7) -Une “ Boîte aux lettres morte est une appellation utilisée par les espions pour désigner une cache sur la voie publique ( trou de mur,banc de square etc ...) servant à l’échange de courrier entre deux personnes qui ne se rencontrent jamais .

 

              8)Pour les imprimeurs en taille douce le mot peut désigner deux choses:

              -Un accessoire en bois en forme d’arc utilisé pour faire tourner le rouleau de la presse.

              -Une sorte de réchaud à braise utilisé pour réchauffer les plaques gravées avant  leur encrage .

              9)Dans certaines régions (Isère par exemple ..) le mot désigne un claquoir * en forme de livre .

10)Certaines boîtes destinées à contenir des matières qui n’ont rien à voir avec le domaine de l’écrit  s’y rattachent cependant lorsqu’elles portent un texte imprimé ou un dessin : c’est , entr’autres , le cas des boîtes lithographiées dont les collectionneurs sont les “ Pyxilithophilistes   *  “ et des boîtes publicitaires collectionnées par les “ Publipyximétaphiles  * 

              Ces boîtes en tôle, ornées de lithographies à compter de 1877,  furent l’un des premiers supports publicitaires .

              Certaines d’entr’elles ont par ailleurs été utilisées pour la réalisation de livres d’artiste * comme par exemple pour celui présenté en 2010 par Mya Frey La Coutellerie à l’expostion des livres miniatures de Lyon et qui s’enroule dans une boîte à sardines .

              11)Les graveurs pratiquant l’aquatinte * nomment “ Boîte à grains  “ une sorte de grosse salière leur permettant de répandre uniformément la résine sur la plaque à graver ;

              12)Certains livres ou florilèges * portent ce titre comme , par exemple, “La boîte à esprit  “ (collectif-1801),ou”La boîte en argent “ de John Galsworthy(1906)

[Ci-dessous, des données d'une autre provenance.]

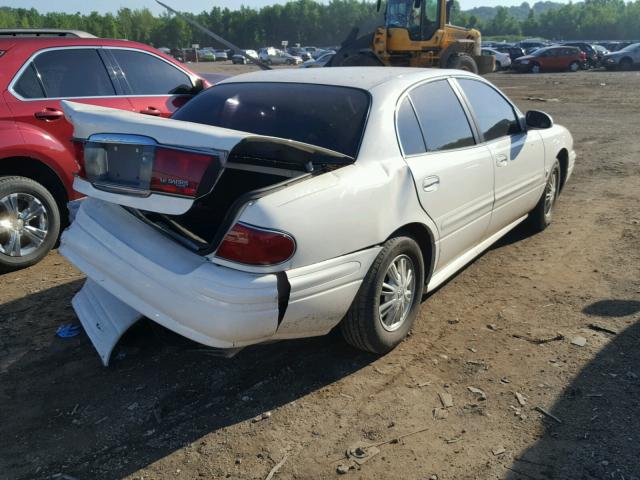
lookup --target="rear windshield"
[172,82,370,158]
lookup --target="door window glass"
[14,63,45,98]
[458,78,520,142]
[111,49,193,95]
[410,80,475,152]
[33,48,116,98]
[397,97,427,155]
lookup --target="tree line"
[0,0,640,48]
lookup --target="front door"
[397,80,493,270]
[458,78,545,233]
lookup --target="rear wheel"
[341,237,424,354]
[527,160,560,232]
[0,177,60,272]
[447,53,478,73]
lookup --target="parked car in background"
[287,47,313,62]
[231,50,258,65]
[493,45,525,62]
[559,42,599,68]
[0,36,209,271]
[511,46,586,73]
[602,43,640,70]
[482,47,511,70]
[60,67,575,365]
[300,51,336,68]
[258,47,302,65]
[213,50,229,62]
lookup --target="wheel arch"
[556,148,569,190]
[0,157,69,211]
[385,222,436,285]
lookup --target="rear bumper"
[60,198,379,363]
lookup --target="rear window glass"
[34,48,116,98]
[172,82,370,157]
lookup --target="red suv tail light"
[216,223,296,265]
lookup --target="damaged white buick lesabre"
[60,67,575,365]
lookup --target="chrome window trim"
[7,45,196,102]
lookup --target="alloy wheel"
[378,254,416,332]
[0,193,49,257]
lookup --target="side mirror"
[525,110,553,129]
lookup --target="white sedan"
[60,67,575,365]
[482,47,511,70]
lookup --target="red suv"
[0,37,209,271]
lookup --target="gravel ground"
[0,64,640,480]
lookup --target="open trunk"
[62,101,354,254]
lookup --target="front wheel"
[527,160,560,232]
[341,237,424,354]
[0,177,60,272]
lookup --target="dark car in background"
[560,42,600,68]
[0,35,209,271]
[511,46,586,73]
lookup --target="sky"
[5,0,568,14]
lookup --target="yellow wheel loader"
[326,0,495,74]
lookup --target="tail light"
[216,223,296,265]
[74,135,223,198]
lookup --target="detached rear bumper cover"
[60,198,379,365]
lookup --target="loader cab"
[385,0,444,42]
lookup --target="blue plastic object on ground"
[56,323,80,338]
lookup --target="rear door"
[457,78,545,234]
[105,48,194,117]
[4,47,131,168]
[397,79,493,269]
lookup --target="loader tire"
[447,53,478,74]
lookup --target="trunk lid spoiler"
[61,101,354,215]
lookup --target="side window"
[409,80,475,152]
[397,97,427,155]
[13,63,45,98]
[110,49,193,95]
[458,78,520,142]
[33,48,116,98]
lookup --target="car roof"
[218,67,468,90]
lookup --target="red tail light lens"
[216,223,296,265]
[150,147,216,197]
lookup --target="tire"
[619,58,633,72]
[527,160,561,233]
[340,237,424,354]
[447,53,478,74]
[0,177,60,272]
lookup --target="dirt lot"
[0,65,640,480]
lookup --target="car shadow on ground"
[504,300,640,480]
[0,281,377,480]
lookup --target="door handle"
[422,175,440,192]
[140,107,162,117]
[33,107,64,122]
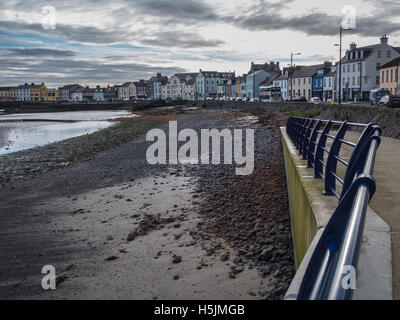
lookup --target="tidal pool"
[0,121,114,155]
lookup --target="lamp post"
[338,25,354,104]
[290,52,301,101]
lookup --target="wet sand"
[0,110,292,300]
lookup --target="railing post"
[297,119,310,154]
[303,119,315,160]
[339,125,382,201]
[295,119,307,150]
[314,120,332,179]
[324,121,348,196]
[307,120,322,168]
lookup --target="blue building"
[312,62,332,100]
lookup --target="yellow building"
[379,58,400,95]
[0,87,17,101]
[46,89,59,101]
[29,82,48,101]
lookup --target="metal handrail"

              13)Dans l’argot du XIX° siècle la tête d’un écrivain ou d’un homme de lettres était parfois qualifiée de “ Boîte à surprises  “ .(Delveau ) et le sexe féminin de «  Boîte à lettres «  .

              14)Les messagers d’autrefois parfois nommés  “ Messagers à boîte  *  “ étaient munis de boîtes ou de coffrets * très solidement construits , fermant à clé et comportant sur le dessus un compartiment séparé destiné à abriter le «  passeport * «  accréditant le porteur en cas de contrôle .

              Ces coffrets,attachés à la ceinture ou portés en bandouillère, comportaient tous , à l’intérieur de leurs deux couvercles, des images pieuses  qui , en raison de leur situation ont la plupart du temps été très bien conservées ,certaines d’entr’elles étant même devenues des pièces uniques .

              Lorsque ces boîtes étaient destinées au service de personnages importants , elles pouvaient être de réalisation luxueuse comme, par exemple , celle commandée par Jean le Bon en 1352 qui , émaillée aux armes du dauphin et diaprée de feuillages, avait coûté 75 livres(# 2500 € ..)

              Au fil du temps ces boîtes sont devenues non fonctionnelles et , au XVII° siècle , elles n’étaient plus qu’un insigne symbolique de fonction …certaines d’entr’elles ,conservées de nos jours  dans des musées, sont encore parfois arborées en certaines circonstances comme , par exemple , à Ribeauvillé  ou l’appariteur municipal l’exhibe lors des fêtes sur sa tenue de cérémonie .

 

15) On emploie parfois l’expression «  Boîte à outils «  pour désigner la panoplie des moyens employés par un écrivain pour la réalisation de son œuvre : outre les outils matériels tels que plume, encrier , etc ….peuvent y entrer dictionnaires , ouvrages de références , banques de données  numériques ,presse , enquêtes de terrin , photographies etc….etc…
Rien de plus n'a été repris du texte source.